Monday, January 4, 2016

Mountain

In Yaelle Kayam’s first shot an orthodox Jewish woman Zvia wends up through the flat tombstones of the Jewish cemetery on Jerusalem’s Mount of Olives. In her last the woman walks down towards her house, on the edge of the cemetery, but disappears among the stones. 
We’ve seen her prepare two pots of stew. One she laced with rat poison, the other not. 
Which did she kill, her family or the prostitutes, pimps and druggies she has furtively watched, then started to feed? The holiest having failed her, she turns to the most secular. We are not told which. That means we’re not supposed to know. Which she killed is irrelevant. We see that she has been pushed to the point where she felt she had no other option but to make a dramatic action. The point is not whom she killed but that she had been driven to kill. That is the cost of an inhumane piety. 
A case could be made either way. She could have killed her family because of her frustration at her unloving and insensitive husband’s neglect and the burden he imposed on her, to raise their four children with him more a hindrance than a help. She could have killed the outsiders to rid herself of their fascination and to protect herself from the one who followed her home. When the sacred is so oppressive the profane has its allure. Either way, she has been pushed to desperation. 
Her meeting with a happy orthodox mother suggests Zvia’s religion is not the problem. The problem is Reuven’s rejection. He ignores her request he return the jam because it’s fattening. He supports the older daughter’s rebellion against her. He stays away late without warning. He assumes extra duties to stay away more. He rejects her affection and overtures.
     But an arranged marriage doesn’t have to be loveless, she knows, so she lies and tells Reuven that the Arab gravedigger told her he has a happy loving marriage with seven children.   
Zvia makes small rebellions. She smokes. She has short friendly chats with the Arab gravedigger. With her back to us she eats, furtively. With no clear motive in mind she spies on the cemetery intruders, then talks to a prostitute, then brings them meals and stays to watch them eat and have sex. Her final rebellion is the mortal one, a more dramatic action than those small ones. She acts in despair.
The setting is crucial. The Mount of Olives is where the Messiah will rise and raise the dead. Here instead of resurrection and a saviour we get the hopeless woman and her group murder. In the distance we can see the holiest mountain of the two faiths, the Jews’ Temple Mount and the Arabs’ Al Aqsa. One mountain, two natures and value systems and histories. But the title’s meaning is a third mountain still: the marital relationship that a couple must climb together for the marriage and family to survive. 
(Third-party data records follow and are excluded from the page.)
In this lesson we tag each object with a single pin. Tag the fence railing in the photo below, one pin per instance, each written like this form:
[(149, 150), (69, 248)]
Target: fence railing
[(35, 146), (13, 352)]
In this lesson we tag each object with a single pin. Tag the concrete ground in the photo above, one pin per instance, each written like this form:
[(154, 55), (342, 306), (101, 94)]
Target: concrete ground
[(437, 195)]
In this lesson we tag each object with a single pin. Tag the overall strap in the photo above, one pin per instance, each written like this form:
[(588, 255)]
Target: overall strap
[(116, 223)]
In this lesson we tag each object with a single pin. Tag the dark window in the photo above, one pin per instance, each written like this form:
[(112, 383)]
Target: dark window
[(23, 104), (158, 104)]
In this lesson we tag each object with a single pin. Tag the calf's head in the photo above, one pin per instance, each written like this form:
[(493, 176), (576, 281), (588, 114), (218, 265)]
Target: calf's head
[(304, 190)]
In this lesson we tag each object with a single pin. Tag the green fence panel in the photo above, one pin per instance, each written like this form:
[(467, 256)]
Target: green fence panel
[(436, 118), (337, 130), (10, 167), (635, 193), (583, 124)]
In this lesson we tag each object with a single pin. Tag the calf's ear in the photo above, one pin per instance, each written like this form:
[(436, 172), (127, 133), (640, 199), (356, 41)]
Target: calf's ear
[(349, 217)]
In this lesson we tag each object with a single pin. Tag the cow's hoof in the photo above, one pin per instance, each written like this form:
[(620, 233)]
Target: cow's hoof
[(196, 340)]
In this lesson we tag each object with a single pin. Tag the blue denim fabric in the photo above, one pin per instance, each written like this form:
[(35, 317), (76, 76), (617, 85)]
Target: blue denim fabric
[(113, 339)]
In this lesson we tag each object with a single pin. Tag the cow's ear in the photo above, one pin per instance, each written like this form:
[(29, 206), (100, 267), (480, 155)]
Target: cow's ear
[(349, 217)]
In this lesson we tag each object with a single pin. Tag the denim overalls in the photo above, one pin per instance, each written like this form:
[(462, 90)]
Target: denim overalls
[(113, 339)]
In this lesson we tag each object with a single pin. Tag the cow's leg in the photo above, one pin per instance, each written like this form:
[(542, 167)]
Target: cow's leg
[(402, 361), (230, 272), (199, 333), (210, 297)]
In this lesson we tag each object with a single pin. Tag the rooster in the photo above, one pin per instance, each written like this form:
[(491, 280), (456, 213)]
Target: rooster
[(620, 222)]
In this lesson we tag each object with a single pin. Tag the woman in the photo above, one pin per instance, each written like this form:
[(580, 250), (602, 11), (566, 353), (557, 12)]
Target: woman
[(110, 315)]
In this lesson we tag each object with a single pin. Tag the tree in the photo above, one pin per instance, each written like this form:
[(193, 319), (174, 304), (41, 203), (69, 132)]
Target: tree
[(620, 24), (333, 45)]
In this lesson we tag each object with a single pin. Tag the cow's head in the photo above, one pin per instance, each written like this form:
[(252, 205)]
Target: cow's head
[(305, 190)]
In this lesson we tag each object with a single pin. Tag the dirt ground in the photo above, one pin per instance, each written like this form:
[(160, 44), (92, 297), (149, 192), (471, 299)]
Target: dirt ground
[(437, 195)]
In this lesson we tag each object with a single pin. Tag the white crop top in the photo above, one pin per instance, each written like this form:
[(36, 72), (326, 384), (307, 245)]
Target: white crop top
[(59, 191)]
Instead the cemetery movement is usually horizontal here. As the first irritated couple finds, the cemetery is like a maze in which a mouse can get lost and fall prey. Zvia can navigate the cemetery maze and advise others, but in her flat, obscure marriage she finds no other way out but this violent one.
Reuven is completely immersed in his religion, his work at the yeshiva, and his family’s religious rites. He has one secular moment, when he whistles a favourite tune that he heard earlier in the day. It’s the theme of the Sergio Leone Western, The Good The Bad and The Ugly. It’s an odd thing for an Orthodox Jew to adopt. It shows he too has a secular interest that he perforce suppresses. More broadly, the theme from an operatic revenge drama sets us up for Zvia’s climax.
     Zvia’s parallel artistic allusion is the poetry she reads at the poet’s graveside.The poem she breaks down over expresses a neglected woman’s grief and the comfort offered by Death. Like Reuven’s tune, this secular poem suggests being steeped in the Talmud is not enough. We need the solace and the joys of this life too. Whichever group she has killed, she has effectively ended her own life.